Hell, the people on /r/conspiracy call each other shills all the time, because apparently any conspiracy theorist with a theory that another disagrees with must be a false flag planted shill to make the rest look crazy.

Do shills exist? Sure. But most of accusations of shilling are probably completely off base. Some people just can't handle the fact that others have a different opinion.

As for the air force base, is it really surprising that a place with a demographic heavily skewed towards 18-20something males goes on reddit? Especially one with tons of IT people?

5) Now we have blatant censorship on r/news, r/worldnews etc... saying that X site is not allowed.

I see 0 problem with banning things like clickbait and sites that post blatantly false information. If someone wants a subreddit that posts tons of bullshit, they can just as easily subscribe to a subreddit like that (/r/conspiracy loves to do it, for that matter).

What ever happened to letting people vote on the content of this website?

What's wrong with only letting people use the title of the article? When people could post whatever they wanted, they ended up making tons of bullshit titles that weren't even what the article actually said.

6) Speaking of voting, they changed that too.

How the hell is this being spun into a conspiracy? Maybe it's annoying, but the goal was presumably to stop people from upvoting themselves to look like people agreed.

7) Hey guise, us nerds who run reddit have decided to shuffle all of the front-page subreddits, tee-hee we are so random ‿^

The front page subs have changed like 5 times since I've been on reddit. Why wouldn't they update them as new subreddits are created and as subs wane/wax in popularity (/r/atheism and the rage comics sub used to be on the front page...)?

I don't get how /r/circlejerk not being on the front page is a bad thing. First it was one big conspiracy against Ron Paul, and now a few points down it's a "pesky subreddit" that "hits too close to home"? And 2XC was presumably added to appeal to a wider demographic of potential users, since most people only see the front page when they first start. Women have been historically underrepresented on reddit, so front paging that subreddit might help increase their userbase.

8) You are posting too much, please wait...

Is it surprising that the site tries to prevent spam? AFAIK the amount of time you have to wait between posts is tied to karma, which seems fair, preventing people from making a new account every time they get banned for spam. It's imperfect, but there's not really a better way to do it.

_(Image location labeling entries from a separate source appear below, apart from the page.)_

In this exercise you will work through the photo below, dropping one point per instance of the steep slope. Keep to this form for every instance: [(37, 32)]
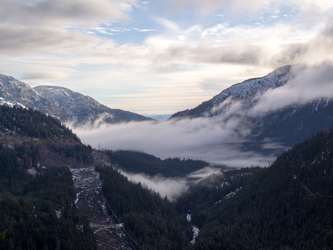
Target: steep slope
[(284, 206), (83, 109), (245, 92), (66, 105), (21, 94), (286, 126)]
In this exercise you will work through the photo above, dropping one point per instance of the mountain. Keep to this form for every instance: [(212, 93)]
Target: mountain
[(65, 104), (244, 91), (286, 126), (84, 109), (285, 206)]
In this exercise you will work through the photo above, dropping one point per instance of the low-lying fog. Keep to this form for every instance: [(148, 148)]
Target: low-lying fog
[(212, 140)]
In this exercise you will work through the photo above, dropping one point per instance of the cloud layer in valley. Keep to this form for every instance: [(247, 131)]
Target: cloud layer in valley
[(215, 140), (170, 48)]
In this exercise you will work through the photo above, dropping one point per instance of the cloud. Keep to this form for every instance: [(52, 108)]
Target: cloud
[(170, 187), (309, 83), (246, 7), (173, 188), (17, 40), (208, 139), (35, 12)]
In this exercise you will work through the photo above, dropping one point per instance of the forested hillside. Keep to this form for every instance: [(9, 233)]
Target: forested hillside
[(39, 212), (150, 220), (138, 162), (274, 207), (41, 140), (31, 216)]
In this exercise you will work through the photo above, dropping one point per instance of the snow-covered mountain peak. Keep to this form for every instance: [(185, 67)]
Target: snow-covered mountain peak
[(60, 102)]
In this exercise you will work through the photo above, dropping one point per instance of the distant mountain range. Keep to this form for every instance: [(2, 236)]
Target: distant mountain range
[(63, 103), (287, 126)]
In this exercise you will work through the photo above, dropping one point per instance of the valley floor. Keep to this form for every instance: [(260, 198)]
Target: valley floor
[(91, 203)]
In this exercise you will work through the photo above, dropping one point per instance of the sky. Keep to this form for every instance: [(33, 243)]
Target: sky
[(159, 57)]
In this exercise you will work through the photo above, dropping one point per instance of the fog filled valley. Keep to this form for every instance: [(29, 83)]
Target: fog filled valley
[(249, 169)]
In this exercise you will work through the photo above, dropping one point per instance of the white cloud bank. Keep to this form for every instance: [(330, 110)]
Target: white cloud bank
[(213, 139)]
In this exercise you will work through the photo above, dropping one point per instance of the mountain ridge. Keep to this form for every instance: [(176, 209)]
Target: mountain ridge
[(78, 108)]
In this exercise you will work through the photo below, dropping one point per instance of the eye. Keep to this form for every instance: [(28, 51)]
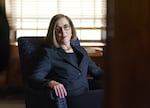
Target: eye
[(66, 27), (57, 29)]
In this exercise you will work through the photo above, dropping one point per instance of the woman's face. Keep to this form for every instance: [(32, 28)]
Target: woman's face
[(63, 31)]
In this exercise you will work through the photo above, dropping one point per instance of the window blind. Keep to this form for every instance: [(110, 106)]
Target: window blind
[(32, 17)]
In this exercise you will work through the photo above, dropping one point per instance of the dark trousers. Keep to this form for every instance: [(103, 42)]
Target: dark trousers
[(60, 102)]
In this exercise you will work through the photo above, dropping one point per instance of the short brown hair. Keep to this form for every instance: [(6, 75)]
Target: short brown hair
[(51, 37)]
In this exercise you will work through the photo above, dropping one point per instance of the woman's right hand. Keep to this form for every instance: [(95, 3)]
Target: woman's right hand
[(59, 88)]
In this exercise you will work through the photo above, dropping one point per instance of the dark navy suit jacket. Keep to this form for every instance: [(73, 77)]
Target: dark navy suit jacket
[(54, 64)]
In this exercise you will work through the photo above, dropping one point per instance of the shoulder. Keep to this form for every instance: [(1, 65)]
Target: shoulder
[(80, 48)]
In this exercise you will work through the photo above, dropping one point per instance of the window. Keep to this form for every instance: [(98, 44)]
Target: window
[(32, 17)]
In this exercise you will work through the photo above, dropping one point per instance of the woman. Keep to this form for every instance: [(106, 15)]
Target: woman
[(63, 67)]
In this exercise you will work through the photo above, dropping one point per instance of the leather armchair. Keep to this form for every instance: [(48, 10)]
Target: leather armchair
[(29, 48)]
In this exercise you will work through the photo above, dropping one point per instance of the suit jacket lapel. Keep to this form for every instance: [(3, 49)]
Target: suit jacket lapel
[(62, 53)]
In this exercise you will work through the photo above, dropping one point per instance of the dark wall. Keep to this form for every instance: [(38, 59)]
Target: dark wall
[(127, 77), (4, 40)]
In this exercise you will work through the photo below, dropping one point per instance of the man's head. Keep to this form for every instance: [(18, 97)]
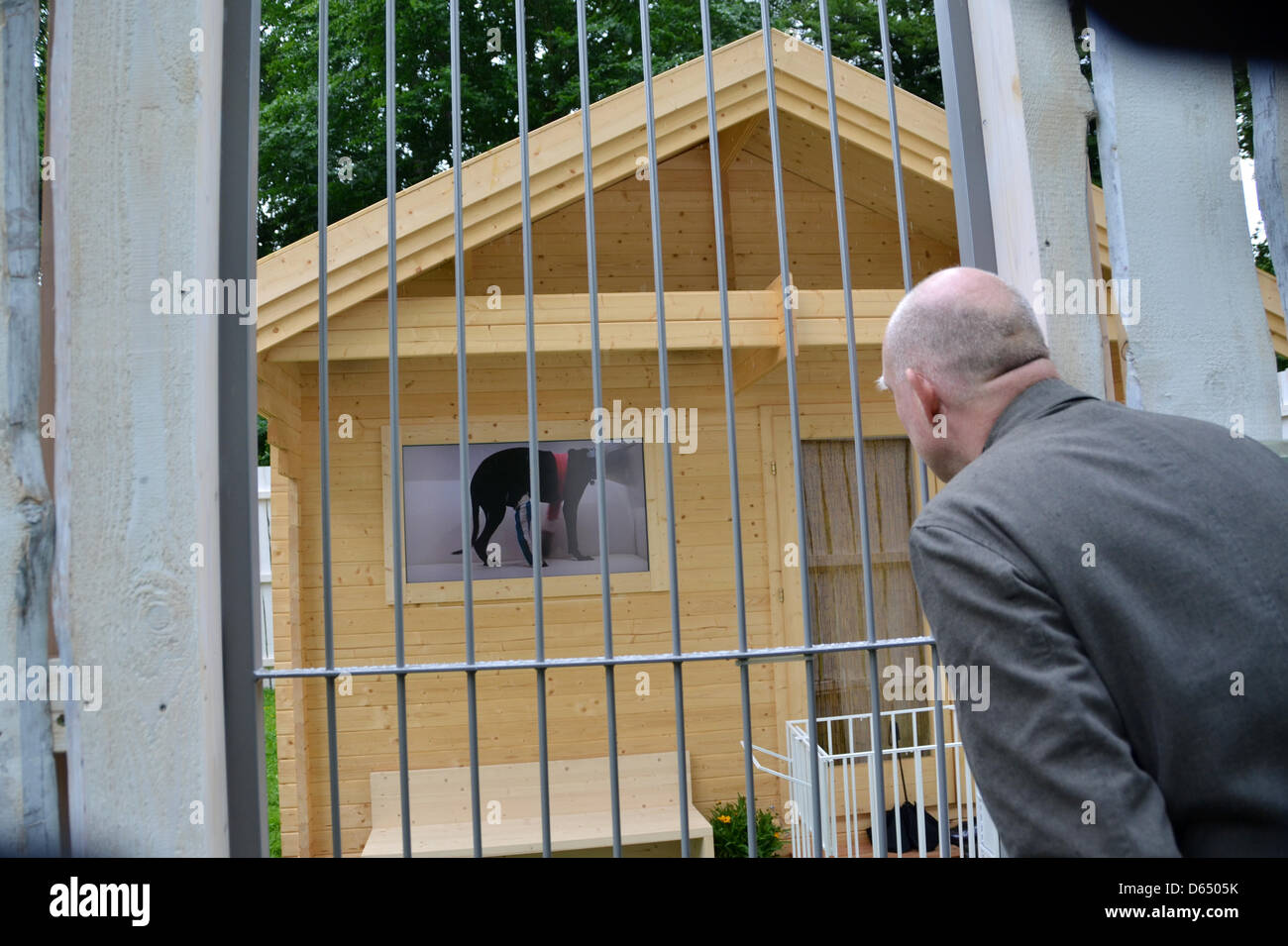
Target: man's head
[(957, 351)]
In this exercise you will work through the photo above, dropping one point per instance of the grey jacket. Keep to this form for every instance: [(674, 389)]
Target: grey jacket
[(1124, 576)]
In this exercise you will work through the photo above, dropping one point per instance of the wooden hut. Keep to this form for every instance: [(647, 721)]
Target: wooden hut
[(361, 443)]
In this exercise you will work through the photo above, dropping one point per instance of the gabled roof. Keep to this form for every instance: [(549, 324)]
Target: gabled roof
[(357, 246), (490, 201)]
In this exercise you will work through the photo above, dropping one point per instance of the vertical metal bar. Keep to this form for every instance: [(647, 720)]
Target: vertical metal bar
[(239, 488), (463, 431), (597, 394), (325, 433), (876, 803), (664, 387), (901, 202), (790, 332), (533, 470), (940, 762), (898, 783), (730, 425), (394, 426)]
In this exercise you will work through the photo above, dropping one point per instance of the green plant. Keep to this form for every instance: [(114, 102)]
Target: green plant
[(729, 825), (274, 812)]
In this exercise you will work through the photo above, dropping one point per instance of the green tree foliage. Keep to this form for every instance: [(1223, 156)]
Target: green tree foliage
[(356, 102)]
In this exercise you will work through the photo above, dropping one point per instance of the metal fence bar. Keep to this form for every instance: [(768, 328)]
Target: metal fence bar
[(754, 654), (901, 201), (664, 402), (794, 409), (463, 433), (533, 475), (239, 478), (325, 434), (940, 762), (732, 426), (394, 426), (597, 395), (877, 802), (975, 244)]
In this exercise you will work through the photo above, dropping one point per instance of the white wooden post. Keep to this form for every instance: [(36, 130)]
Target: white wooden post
[(136, 102), (29, 790), (1034, 104), (1173, 202)]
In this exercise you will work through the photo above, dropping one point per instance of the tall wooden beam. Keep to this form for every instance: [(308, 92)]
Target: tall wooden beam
[(136, 580), (29, 789), (1177, 229), (1034, 106)]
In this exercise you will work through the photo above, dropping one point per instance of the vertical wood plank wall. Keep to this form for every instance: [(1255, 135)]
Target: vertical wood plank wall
[(364, 622), (578, 723)]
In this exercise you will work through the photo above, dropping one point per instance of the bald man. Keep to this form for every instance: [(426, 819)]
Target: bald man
[(1122, 575)]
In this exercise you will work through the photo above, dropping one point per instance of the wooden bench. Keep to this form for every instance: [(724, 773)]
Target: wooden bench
[(510, 808)]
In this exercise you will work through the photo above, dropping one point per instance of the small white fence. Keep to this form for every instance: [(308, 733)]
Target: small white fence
[(840, 779), (266, 571)]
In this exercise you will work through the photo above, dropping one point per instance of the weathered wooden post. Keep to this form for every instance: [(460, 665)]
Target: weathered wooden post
[(1177, 232), (29, 791), (136, 130), (1034, 106)]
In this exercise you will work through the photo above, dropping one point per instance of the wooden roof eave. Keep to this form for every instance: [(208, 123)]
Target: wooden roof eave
[(287, 278)]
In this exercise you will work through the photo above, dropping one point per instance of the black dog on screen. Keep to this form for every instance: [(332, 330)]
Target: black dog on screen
[(502, 481)]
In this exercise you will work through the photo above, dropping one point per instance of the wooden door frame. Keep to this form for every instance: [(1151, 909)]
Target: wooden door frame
[(816, 422)]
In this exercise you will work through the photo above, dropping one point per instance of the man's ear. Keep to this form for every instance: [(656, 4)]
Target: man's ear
[(923, 390)]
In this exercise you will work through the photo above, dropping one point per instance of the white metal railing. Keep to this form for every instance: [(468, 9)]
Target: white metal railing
[(266, 569), (837, 773)]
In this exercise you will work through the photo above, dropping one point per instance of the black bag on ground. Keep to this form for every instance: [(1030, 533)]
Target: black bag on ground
[(909, 829)]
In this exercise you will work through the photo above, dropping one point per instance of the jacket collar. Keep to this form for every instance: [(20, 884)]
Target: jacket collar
[(1046, 396)]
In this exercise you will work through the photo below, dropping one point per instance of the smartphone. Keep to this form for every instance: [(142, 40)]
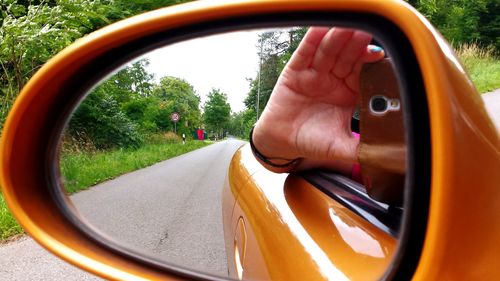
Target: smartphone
[(382, 152)]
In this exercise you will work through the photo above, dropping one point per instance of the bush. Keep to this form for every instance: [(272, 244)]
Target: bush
[(482, 66), (100, 119)]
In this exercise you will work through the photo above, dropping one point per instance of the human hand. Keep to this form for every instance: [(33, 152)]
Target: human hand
[(309, 112)]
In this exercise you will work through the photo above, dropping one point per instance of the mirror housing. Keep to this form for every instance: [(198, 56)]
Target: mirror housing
[(450, 133)]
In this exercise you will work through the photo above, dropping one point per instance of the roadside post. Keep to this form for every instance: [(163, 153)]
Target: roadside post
[(175, 118)]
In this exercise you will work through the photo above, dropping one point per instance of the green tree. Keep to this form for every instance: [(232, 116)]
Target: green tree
[(276, 49), (217, 112), (464, 21), (241, 123), (177, 95), (100, 120)]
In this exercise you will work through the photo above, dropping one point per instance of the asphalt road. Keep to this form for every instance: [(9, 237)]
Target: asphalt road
[(170, 211), (183, 204)]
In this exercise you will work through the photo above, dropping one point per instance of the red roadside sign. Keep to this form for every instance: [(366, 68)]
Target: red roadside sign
[(175, 117)]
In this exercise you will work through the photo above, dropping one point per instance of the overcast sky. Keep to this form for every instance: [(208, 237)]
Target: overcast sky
[(218, 61)]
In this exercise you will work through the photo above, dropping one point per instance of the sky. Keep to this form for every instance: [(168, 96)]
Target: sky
[(222, 61)]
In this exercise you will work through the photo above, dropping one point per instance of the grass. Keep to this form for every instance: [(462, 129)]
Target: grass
[(8, 225), (482, 66), (82, 170)]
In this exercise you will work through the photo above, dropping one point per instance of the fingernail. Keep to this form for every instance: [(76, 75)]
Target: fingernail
[(375, 49)]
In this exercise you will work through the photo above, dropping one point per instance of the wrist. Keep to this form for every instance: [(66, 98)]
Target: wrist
[(274, 164)]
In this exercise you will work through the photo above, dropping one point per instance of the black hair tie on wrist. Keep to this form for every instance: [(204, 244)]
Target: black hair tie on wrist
[(286, 166)]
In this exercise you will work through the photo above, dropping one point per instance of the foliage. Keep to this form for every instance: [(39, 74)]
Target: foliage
[(33, 31), (464, 21), (8, 225), (217, 112), (276, 49), (481, 65), (241, 123), (177, 95), (80, 170)]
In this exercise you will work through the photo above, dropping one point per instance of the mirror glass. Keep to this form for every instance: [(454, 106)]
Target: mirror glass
[(145, 157)]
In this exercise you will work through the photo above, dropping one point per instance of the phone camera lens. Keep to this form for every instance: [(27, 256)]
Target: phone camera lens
[(379, 104)]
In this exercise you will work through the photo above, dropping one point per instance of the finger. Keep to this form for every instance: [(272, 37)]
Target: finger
[(372, 53), (303, 56), (329, 48), (351, 52)]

As for the claims that admins impose higher limits to fuck with people, is this actually based on any evidence?

And every time someone complains of being shadow banned it's ridiculously easy to connect them to rule breaking (it's really not that hard to avoid the site rules, there aren't exactly a lot of them).

9) Reddit is not a meritocracy

How the fuck did they come to the conclusion that votes don't matter? A non-simple algorithm, or different ones being used for different subreddits, doesn't mean that votes don't matter. I was always under the impression that the number of subscribers or average number of votes per post in a subreddit had some impact on what page posts landed on, just to prevent the front page from being completely dominated by shit like /r/funny that just gets way more votes than anything else.

I don't see what's wrong with keeping the front page diverse with multiple subs, else you'd never see the shit from the smaller subs without actually visiting them.

As for /r/conspiracy being banned from bestof, the mods have full discretion to do that. Anyone can make a new bestof subreddit (and others already exist anyway) if they don't like these mods.

In any case, it's pretty understandable that someone would want to ban a cesspool like /r/conspiracy from their subreddit. It's pretty much [as racist as it gets](reddit.com/r/isrconspiracyracist).

10) The arrival and subsequent take over of r/undelete.

I know nothing about this conspiracy, so maybe it's entirely true. In any case, nearly everything I've seen on /r/undelete was deleted for breaking subreddit rules, and people got angry that those rules exist in the first place.

11) Now we are seeing a new site-wide trend that is designed to make it even harder to call out shills

Two subs (/r/politics and /r/canada) make up a sitewide trend? And the rule is basically "don't be a dick and publicly call people a shill for disagreeing, send a PM with details if you have evidence for it.

Like I said before, calling people a shill is often hilariously stupid in the first place. Tons of subreddits, even /r/conspiracy, which OP loves so much, have similar rules in place. From the conspiracy sidebar:

Posts that attack this sub, users or mods thereof, will be removed. Accusing another user of being a troll or shill can be viewed as an attack, depending on context. Repeat offenders are subject to a ban.

12) All of the proper "checks and balances" are now in place.

I'm not even sure what this is supposed to mean, but okay.

I love the Boston Bombing conspiracy nonsense, though.

Why should a community be demonized for aggregating information and doing something that has proven to be successful in 90% of cases, particularly disasters?

When the hell was reddit detective work proven to be successful, especially 90% of the time? What? And the bullshit detective work is probably demonized because they decided, with no actual evidence, that someone completely innocent was guilty of a terrorist plot. How is that okay to this person?

I was on reddit in the exact moment the shift happened and NOBODY could tell me why they suddenly believed, without any other evidence , that two people attending the marathon with a circle around them was evidence of guilt.

Then a single paragraph later they accuse the government of manipulating reddit opinions of the false accusation with exactly 0 evidence. In fact, nearly every point they've made has no evidence, yet they were somehow confused when other people reached a conclusion with no evidence except the government/police identifying suspects?

13) Online guerrilla tactics.

Did OP ever stop to think that the spam on whoaverse might have been curtailed by, say, a policy like "8) You are posting too much, please wait..."? Or by actual moderation? Absolutely hilarious.

And then they go on to accuse reddit of being behind the spam to "designed to destroy the competition by any means". What was that they said before about believing things with no evidence?

There is a head running things, and it is sinister and they are making A LOT of money, and have A LOT of power, and A LOT of influence.

Where is all that evidence that they thought was important a few paragraphs ago? This is unfounded paranoia in it's purest form.

I can't wait for my accusations of being a reddit shill though, I'll have to reddit to my collection of shadowy cabals that have yet to send my paycheck.